Let’s face it – how many of you guys have ever heard of Umbrage: The First Vampire? You were probably of the understanding that Dracula or Nosferatu held that title so to realise that he exists, much like this movie, must come as somewhat of a surprise.
This little-known film created by even lesser known newcomer director, Drew Cullingham presents as very enigmatic – a quality I feel does it no favours. Did I bump my head somewhere or did I just watch what I think I watched?
Jacob, an antiques dealer, moves himself and his family out to a remote farmhouse where they encounter fatal trouble in the shape of two feuding vampires – Phelan and Lilith. Having been released from another dimension through an ancient obsidian mirror, the pair wreak havoc on the family and a couple of innocent campers who just so happen to have stumbled into the warpath.
Firstly, I can safely say that vampire films have become disgusting gushing fantasies that only serve to parody a myth that was once scary. When was the last time you were frightened by a vampire film? This enters into the same category; it is not scary in the slightest.
In fact, it seemed as if it was not trying to be. What makes it your archetypal horror text is that it apathetically languishes in the grotesque. It is just a blood-drenched, loin-severed gore-athon. Maybe some like that sort of thing but, personally, it was like staring at a bubbling vat of blood. Moreover, a lack of blood there usually signalled a padding of T&A throughout the narrative, enthusiastically displayed by Natalie Celino who plays Lilith.
This film is undoubtedly torture porn – emphasis on the porn. Almost every scene seems sexualised as long as Lilith is around. Celino is never going to win an Oscar but I felt sorry and revolted by the manner in which she was being objectified. If she wasn’t coming on to family man Jacob she was being ravaged by a caveman (an actual scenario from the film). It is so in your face that her character is actually slain during sexual intercourse with the antihero. Cullingham’s moral compass must be pointed at “shame on you!” for thinking that unabashed titillation made for good horror thrills.
I did have to go on the IMDB website to check that this film was indeed listed as a horror – it was. Still, this is not without having disrupted the linearity and convenience of the story by throwing together a mishmash of incongruent elements from several other genres. The list is endless on this fact but, one thing is for sure, they could possibly classify the end result as a satirical comedy too.
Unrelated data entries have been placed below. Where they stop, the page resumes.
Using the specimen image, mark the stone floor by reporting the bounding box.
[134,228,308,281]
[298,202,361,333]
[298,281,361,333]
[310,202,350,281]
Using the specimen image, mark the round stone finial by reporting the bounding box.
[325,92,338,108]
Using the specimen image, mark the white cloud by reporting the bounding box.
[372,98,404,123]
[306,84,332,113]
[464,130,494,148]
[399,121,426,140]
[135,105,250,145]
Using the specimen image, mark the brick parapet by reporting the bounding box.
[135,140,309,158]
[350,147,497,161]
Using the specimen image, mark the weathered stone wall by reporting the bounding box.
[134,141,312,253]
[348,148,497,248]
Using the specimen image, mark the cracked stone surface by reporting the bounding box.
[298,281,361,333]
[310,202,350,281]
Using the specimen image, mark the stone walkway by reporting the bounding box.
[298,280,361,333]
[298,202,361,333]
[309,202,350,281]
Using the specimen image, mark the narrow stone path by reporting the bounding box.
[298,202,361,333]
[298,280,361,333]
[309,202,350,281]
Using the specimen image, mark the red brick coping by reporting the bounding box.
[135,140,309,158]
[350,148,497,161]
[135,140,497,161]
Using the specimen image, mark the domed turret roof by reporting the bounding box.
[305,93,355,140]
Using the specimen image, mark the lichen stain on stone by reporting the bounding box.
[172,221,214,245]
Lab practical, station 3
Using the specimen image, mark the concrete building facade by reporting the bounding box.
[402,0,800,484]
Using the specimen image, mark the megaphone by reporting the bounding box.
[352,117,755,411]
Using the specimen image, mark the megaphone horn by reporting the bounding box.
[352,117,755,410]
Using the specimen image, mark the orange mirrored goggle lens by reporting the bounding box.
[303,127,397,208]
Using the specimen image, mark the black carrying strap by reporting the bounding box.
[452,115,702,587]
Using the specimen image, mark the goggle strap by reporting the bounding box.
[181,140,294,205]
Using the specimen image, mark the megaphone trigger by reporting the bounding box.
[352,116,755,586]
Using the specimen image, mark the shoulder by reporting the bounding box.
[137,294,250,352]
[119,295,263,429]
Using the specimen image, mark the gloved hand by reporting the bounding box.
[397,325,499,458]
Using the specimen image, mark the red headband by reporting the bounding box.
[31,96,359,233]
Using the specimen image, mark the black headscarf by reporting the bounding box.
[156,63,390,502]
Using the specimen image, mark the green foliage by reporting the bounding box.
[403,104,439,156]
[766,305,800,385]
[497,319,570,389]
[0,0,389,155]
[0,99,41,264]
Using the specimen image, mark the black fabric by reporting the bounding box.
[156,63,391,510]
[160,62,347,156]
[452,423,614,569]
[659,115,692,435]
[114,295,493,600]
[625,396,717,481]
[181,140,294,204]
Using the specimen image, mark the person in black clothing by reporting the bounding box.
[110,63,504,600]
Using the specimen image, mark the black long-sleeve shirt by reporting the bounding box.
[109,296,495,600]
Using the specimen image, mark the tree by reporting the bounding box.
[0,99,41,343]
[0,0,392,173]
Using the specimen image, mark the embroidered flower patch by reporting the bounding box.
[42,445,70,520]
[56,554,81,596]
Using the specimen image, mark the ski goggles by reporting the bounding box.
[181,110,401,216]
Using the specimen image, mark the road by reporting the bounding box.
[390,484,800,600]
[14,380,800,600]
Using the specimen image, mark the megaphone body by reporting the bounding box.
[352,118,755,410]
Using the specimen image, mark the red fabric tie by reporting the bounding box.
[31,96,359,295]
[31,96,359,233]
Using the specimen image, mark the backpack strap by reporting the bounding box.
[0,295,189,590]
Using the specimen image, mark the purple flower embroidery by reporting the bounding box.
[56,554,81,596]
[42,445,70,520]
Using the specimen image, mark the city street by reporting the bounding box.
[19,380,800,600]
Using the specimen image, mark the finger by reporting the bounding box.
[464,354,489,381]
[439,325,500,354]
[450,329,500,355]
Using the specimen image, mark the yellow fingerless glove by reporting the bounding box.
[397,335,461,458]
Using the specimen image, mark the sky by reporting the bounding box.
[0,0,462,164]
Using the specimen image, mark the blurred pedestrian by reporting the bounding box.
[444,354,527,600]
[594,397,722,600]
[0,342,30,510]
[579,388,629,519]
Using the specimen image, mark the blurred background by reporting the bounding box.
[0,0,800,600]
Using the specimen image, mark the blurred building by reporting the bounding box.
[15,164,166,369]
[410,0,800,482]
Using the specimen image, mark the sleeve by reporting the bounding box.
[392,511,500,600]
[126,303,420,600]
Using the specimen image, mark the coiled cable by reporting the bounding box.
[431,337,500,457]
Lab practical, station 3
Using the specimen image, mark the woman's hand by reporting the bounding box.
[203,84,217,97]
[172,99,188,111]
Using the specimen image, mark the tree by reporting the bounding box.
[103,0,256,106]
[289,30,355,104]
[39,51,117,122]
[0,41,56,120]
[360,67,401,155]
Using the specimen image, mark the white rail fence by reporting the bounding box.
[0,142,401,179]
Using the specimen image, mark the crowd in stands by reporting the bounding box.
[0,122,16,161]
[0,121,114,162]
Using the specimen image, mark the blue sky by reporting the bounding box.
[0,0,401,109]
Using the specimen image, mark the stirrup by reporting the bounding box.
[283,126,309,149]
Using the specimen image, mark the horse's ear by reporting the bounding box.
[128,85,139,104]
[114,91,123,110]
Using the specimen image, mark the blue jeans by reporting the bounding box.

The budding relationship between Phelan and Rachel drops from the clear black sky and manifests as some predatorily lustful Twilight-esque fanfare. The pair spent scenes in which they were conversing stood barely half a foot in distance from an ‘adults only’ rating. They were breathing heavily and writhing within each others’ personal space; no kiss, no embrace – just the vulgar acting of an emo girl with no relation established with Jacob or his wife, and a Brokeback Mountain reject with a baffling American-come-Irish accent.
Then there are expository flashbacks; this is obviously necessary to capture some knowledge of the characters’ origins and motives. Vampires from the gun-toting Wild West could have potentially been an interesting formula in itself. Unfortunately, it is never explored thoroughly and the film merely abducts these characters out of a good premise and places them within a less attractive filmic environment. No matter what Americanism you include now, one cannot help but become distracted by how incompatible it all appears. Here is me blatantly identifying with the setting of rural British countryside whilst listening to a sound track fit for The Quick and the Dead. These are only minor wormholes but, ultimately, these annoyances turn the narrative into swiss cheese.
It is pretty sad that I have had to be so derisory about a home grown production but it is my job to be honest.
Honestly, this was made on a miserly budget and it is clearly evident. Honestly, this film only succeeded in mutilating several successful genres in an attempt to be innovative. You cannot just throw several ideas into a tombola and see what you get out of it. That will only be seen as yet another failed attempt to be exploitatively entertaining.